July 20, 2024

Flightline stays perfect, romps in Met Mile after slow start

Flightline wins the Metropolitan H. (Photo by Susie Raisher/Coglianese Photos)

Shipping outside of California for the first time, Flightline lit up Belmont Park with an eye-popping performance in Saturday’s $1 million Metropolitan H. (G1), shrugging off a slow start to win in hand by six lengths, and the unbeaten four-year-old has won all four starts convincingly.

Flavien Prat was up on the flashy Tapit colt for John Sadler, and Flightline bolstered his credentials by overcoming adversity, stalking the pace for the first time. He left the starting gate as the 2-5 favorite in the five-horse field.

Grade 1 winner Speaker’s Corner, who was off as the 5-2 second choice and had a three-race stakes-winning streak in tow, broke on top and beat Flightline to the lead, angling toward the rail and forcing Prat to steady slightly after breaking tardily from the innermost post.

Flightline moved to the outside, tracking about a length back through opening splits in :22.78 and :45.01, and the response was instantaneous when he was given his cue, blowing past Speaker’s Corner with dazzling turn of foot leaving the far turn. He continued to pour it on in the final furlongs before being taken under wraps late, completing the one-turn mile in 1:33.59.

“He overcame trouble, that’s the storyline,” Sadler said. “He had a rough trip and took up a couple times, but still circled around and proved much the best.”

“He didn’t jump well but after that, I was happy where I was and he was traveling well,” Prat added. “He’s just an incredible horse. Congratulations to John (Sadler) and his partners. They’ve done a great job with him. The way he handled himself once I was behind horses, he was comfortable and I was happy where I was. “It feels great (when he hits his best stride). It seems the sky is limitless and it’s been a real pleasure.”

Campaigned by Hronis Racing, Siena Farm, West Point Thoroughbreds, Woodford Racing, and breeder Summer Wind Equine, Flightline was purchased for $1 million as a yearling at the 2019 Fasig-Tipton Saratoga August sale, and he’s been special since Day 1 on the track, opening his career with a 13-length maiden wins at Santa Anita 14 months ago.

The well-built colt came back at Del Mar in early September, romping in an entry-level allowance by 12 lengths, and his first stakes victory came via an 11-length thrashing in the Dec. 26 Malibu (G1) at Santa Anita.

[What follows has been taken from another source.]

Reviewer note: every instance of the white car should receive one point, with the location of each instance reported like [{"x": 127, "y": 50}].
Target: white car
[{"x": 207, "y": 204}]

“He’s such an athlete,” Sadler said. “Winning the Met Mile is so gratifying. It’s such a historic race and a stallion-making race and he’s all of those things. He’s the whole package.”

Flightline has proven extremely formidable, and couldn’t be more exciting, handling more accomplished rivals with aplomb on Saturday, but where he fits in the older male division remains to be seen. The Met Mile marked his first start of the year – the bay Kentucky-bred has commanded at least 100 days between races so far – and he’s never been two turns.

Distance doesn’t look like an issue with his body shape and breeding, and Sadler does have a plan to get Flightline to this fall’s Breeders’ Cup at Keeneland, where the $6 million Breeders’ Cup Classic (G1) at 1 1/4 miles is a viable target.

“Flavien says distance is no issue, and we want to try two turns,” Sadler said. “That’s in the plans. But we go one step at a time. He’s lightly raced. This is his first start this year.”

The $1 million Whitney (G1), contested over 1 1/8 miles at Saratoga on August 6, is an option for his next start, and supporters will keep their fingers crossed for Flightline to avoid setbacks.

The Met Mile served as a “Win & You’re In” for the Breeders’ Cup Dirt Mile (G1).

Grade 1 victor Happy Saver rallied for second, nearly three lengths better than Speaker’s Corner, who was followed by Breeders’ Cup Sprint (G1) winner Aloha West and Informative.

Flightline is out of the Indian Charlie mare Feathered, who captured the two-turn Edgewood (G3) and counted a runner-up in the 1 1/4-mile American Oaks (G1) among three Grade 1 placings.

2 Comments on Flightline stays perfect, romps in Met Mile after slow start

  1. All players and the racing industry must recognize the emergence of Flightline as one of the truly great events in racing history.

    • Thanks for commenting, Thomas.
      Flightline is a special talent – he’s been phenomenal so far – but he’s also required at least four months between starts and missed a scheduled race in March due to a physical setback. Fragile to say the least.
      The great ones in racing history were able to string races together, didn’t average three starts per year.
      Granted, Flightline is scheduled to run in the Pacific Classic at Del Mar and Breeders’ Cup Classic at Keeneland in early November, and if he makes those races and continues to impress, the level of recognition will go through the roof.
      The next 4 1/2 months will be key to his legacy.